Vandalismo x arte

A arte de rua está nas capas de revistas, em aberturas de novela e na embalagem de produtos dispostos nas prateleiras dos supermercados. Tem sido cada vez mais estudada e disseminada, atraindo profissionais do design, da televisão e da indústria fonográfica, que a estampa em capas de discos, entre outros. Mas, apesar dessa massificação, muitos artistas ainda sofrem certo tipo de preconceito por parte da sociedade e até mesmo da polícia. A discussão é antiga e acerta em cheio o caso do grafite, da pichação e outros estilos de street art: qualquer expressão que apareça nos muros da cidade pode (ou deve) ser considerada uma manifestação artística?

“Uma vez estava trabalhando com o André Morbeck e um policial falou que eu não era artista. O Morbeck era, mas eu não porque nem nome de artista tinha. Isso deixa a gente triste”, lembra Decy. “O pessoal não tem definição para diferenciar o grafite da pichação. Às vezes estamos fazendo algum trabalho e, por estarmos usando o spray, fazem uma comparação com o piche. Já cheguei a assinar um boletim de ocorrência porque acharam que eu estava pichando”, complementa ele.

Segundo Jordana Falcão, doutoranda em arte e cultura visual pela UFG, quase todas as formas de expressão foram muito usadas em momentos de protesto, de reivindicação de minorias, por exemplo. “Mas houve um momento pelos anos 80 que as instituições de arte abraçaram o grafite, que, de certa maneira, desenvolveu uma preocupação mais estética, enquanto o piche ainda funciona como espaço de disputa de bairros, gangues, etc. Muitos grafiteiros que hoje são considerados artistas começaram pichando, pintando espontaneamente na rua. Acredito que o incômodo fica na dúvida sobre que mensagens (e práticas) estão por trás dessas imagens”, avalia.

Marginalidade

Odiada por muitos e defendida por poucos, a pichação é a intervenção urbana que mais gera polêmica pelo caráter quase indissociável da marginalidade. A manifestação persiste até os dias de hoje e pode ser facilmente identificável na capital nos muros, nos prédios – abandonados ou não – nas portas, bancos ou janelas dos ônibus.

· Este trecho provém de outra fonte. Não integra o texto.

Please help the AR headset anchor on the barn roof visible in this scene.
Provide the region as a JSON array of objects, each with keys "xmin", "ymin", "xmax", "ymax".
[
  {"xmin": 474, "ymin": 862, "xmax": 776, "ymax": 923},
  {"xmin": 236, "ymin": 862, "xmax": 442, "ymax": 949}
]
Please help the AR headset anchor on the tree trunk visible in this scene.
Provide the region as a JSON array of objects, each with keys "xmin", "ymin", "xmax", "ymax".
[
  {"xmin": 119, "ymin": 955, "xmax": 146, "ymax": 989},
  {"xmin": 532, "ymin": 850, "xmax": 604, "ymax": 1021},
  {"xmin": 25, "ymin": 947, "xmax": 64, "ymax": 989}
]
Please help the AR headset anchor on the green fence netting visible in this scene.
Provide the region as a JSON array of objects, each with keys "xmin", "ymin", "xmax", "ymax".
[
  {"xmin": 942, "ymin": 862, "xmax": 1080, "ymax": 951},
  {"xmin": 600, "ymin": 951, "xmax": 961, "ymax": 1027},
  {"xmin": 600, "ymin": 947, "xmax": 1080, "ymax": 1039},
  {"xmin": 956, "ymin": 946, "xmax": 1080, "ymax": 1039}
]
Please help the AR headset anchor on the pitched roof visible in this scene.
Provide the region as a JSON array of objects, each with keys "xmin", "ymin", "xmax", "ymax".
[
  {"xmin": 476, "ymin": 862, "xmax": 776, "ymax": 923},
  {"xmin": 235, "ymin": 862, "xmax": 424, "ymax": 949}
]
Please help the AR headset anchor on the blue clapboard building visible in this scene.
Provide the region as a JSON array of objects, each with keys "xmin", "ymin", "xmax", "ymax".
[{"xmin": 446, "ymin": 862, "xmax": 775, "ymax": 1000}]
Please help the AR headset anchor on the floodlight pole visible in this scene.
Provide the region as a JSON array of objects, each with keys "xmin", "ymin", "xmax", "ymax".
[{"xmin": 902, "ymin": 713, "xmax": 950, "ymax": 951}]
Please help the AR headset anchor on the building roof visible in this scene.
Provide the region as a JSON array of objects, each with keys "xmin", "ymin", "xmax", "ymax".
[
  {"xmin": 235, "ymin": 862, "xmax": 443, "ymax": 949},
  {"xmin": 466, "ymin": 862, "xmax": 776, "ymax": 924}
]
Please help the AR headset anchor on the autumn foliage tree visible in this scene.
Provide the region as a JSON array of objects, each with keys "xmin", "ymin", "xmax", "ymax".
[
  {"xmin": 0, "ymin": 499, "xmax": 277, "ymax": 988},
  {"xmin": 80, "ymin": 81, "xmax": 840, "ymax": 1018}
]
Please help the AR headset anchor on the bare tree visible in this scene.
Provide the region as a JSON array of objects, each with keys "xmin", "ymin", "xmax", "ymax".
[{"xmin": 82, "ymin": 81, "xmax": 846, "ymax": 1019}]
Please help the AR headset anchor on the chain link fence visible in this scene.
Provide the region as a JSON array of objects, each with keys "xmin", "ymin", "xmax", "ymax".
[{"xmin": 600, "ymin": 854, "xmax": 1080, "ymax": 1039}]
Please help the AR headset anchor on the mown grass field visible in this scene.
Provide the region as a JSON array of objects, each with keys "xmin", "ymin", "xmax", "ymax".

“Acho lindo, são calígrafos, na maioria das vezes, maravilhosos. Sou a favor, mesmo quando ele está no lugar errado. Defendo uma ideia que tudo que está voltado para as ruas é das pessoas que passam”, comenta Oscar Fortunato.

“Esse ponto é bastante delicado. Mesmo incomodando, essas práticas são chamadas de arte, talvez pelo fato de ocuparem espaços destinados à apreciação. As pessoas continuam acreditando que arte tem de ser agradável e intocável. Vejo como uma forma de expressão muito forte e legítima. Há regras entre os pichadores para conquistar status – tomá-la apenas como vandalismo é uma questão de manutenção da propriedade. Agora, como em qualquer atividade, os praticantes podem se envolver com comportamentos destrutivos”, analisa Jordana Falcão.

Segundo o artista Oscar Fortunato, o grande problema do piche é a falta de comunicação com as pessoas. “Muitos não entendem o que está escrito e veem a manifestação como uma sujeira. Ninguém vai vencer a pichação, que faz parte da nossa sociedade, do nosso tempo. Não adianta você querer proibir, é preciso aceitar e entender, olhar como outra coisa”, defende.